Nun traf sich die SPD-Landtagsabgeordnete Sabine Bätzing-Lichtenthäler mit dem Betzdorfer Stadt- und Verbandsbürgermeister Bernd Brato vor Ort und bekräftigte ihre Unterstützung für die Bemühungen der Betzdorfer SPD-Fraktionen in dieser Sache. „Die Bürger in Bruche haben ein Recht auf ihre Nachtruhe“, so Bätzing-Lichtenthäler. „Deshalb unterstütze ich die Initiative der Betzdorfer SPD nachdrücklich und freue mich sehr, dass alle übrigen Fraktionen diesem Antrag gefolgt sind.“ Den Aussagen verschiedener CDU-Kommunalpolitiker, nach denen durch die vom Lärm betroffenen Bürger in Bruche ein „wirtschaftsfeindliches Klima“ geschaffen werde, erteilte die SPD-Politikerin eine klare Absage: „In den Räten der Stadt und der Verbandsgemeinde gibt es einen klaren Konsens, diese Problematik gemeinschaftlich anzugehen und eine für die Bürger befriedigende Lösung zu finden.“ Gemeinsam mit Bürgermeister Bernd Brato appelliert sie an alle politischen Kräfte, geradlinig zu bleiben: Es gehe hier nicht darum, wirtschaftliche Interessen eines Unternehmens gegen die Interessen der Bürger aufzuwiegen, sondern gemeinsam mit allen Beteiligten einen Kompromiss zu finden. Die Abgeordnete freue sich zwar grundsätzlich, dass in die lange Zeit leer stehenden Wolf-Hallen wieder Leben eingekehrt sei – aber: „Für mich als Gesundheitspolitikerin ist vollkommen klar, dass der Schutz der Anwohner vor Lärm Vorrang haben sollte. Eine weitere wirtschaftlichen Betätigung der Firma Montaplast in Betzdorf schließt dies nicht aus, wenn das Unternehmen ein ernsthaftes Interesse daran haben sollte, an einer für alle Beteiligten einvernehmlichen Lösung mitzuwirken. Und ich bin sehr zuversichtlich, dass die klare Haltung des Stadt- und des Verbandsgemeinderates den hier wohl leider notwendigen politischen Druck erhöht, damit dies auch gelingen kann“, so Bätzing-Lichtenthäler abschließend.
„Tag in der VG“ Rennerod: Bätzing-Lichtenthäler informierte sich über Sachstand der Verkehrsprojekte im „Hohen Westerwald“
Im Rahmen ihrer Veranstaltungsreihe „Tag in der Verbandsgemeinde“ war die SPD-Landtagsabgeordnete Sabine Bätzing-Lichtenthäler nun in der Verbandsgemeinde Rennerod unterwegs. Hier informierte sie sich unter anderem beim Renneroder Stadtbürgermeister Raimund Scharwat und dem dortigen SPD-Ortsvereinsvorsitzenden Hans-Jürgen Heene und dem Fraktionsvorsitzenden im Verbandsgemeinderat, Daniel Haas, über den Sachstand der aktuellen Verkehrsprojekte im „Hohen Westerwald“.
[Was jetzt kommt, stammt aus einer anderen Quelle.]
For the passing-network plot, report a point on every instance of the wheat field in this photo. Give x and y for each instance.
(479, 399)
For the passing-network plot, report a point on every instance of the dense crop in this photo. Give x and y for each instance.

Raimund Scharwat wusste zu berichten, dass die Planung für die L 295, die sogenannte „vergessene Straße“, inzwischen vorliegt. Auch im Landesstraßenbauprogramm sind Mittel für die Straße eingestellt worden. Dafür hatte sich auch Bätzing-Lichtenthäler stark gemacht. „Ich bin sehr froh, dass diese ‚vergessene Straße‘ nun endlich fertiggestellt werden kann. Hier hat sich der Einsatz der Stadt richtig gelohnt. Gerne habe ich hier gemeinsam mit Raimund Scharwat an einem Strang gezogen.“ Weiter machte Scharwat als Renneroder Stadtchef nochmals auf die sogenannte „Westumgehung“ der B 54 aufmerksam. Gemeinsam verständigten sich Bätzing-Lichtenthäler und die weiteren Gesprächsteilnehmer darauf, den Landesbetrieb Mobilität (LBM) hier an seine Zusagen zu erinnern. „Und an diesen werden wir den LBM nicht nur in diesem Fall messen“, unterstrich die SPD-Politikerin.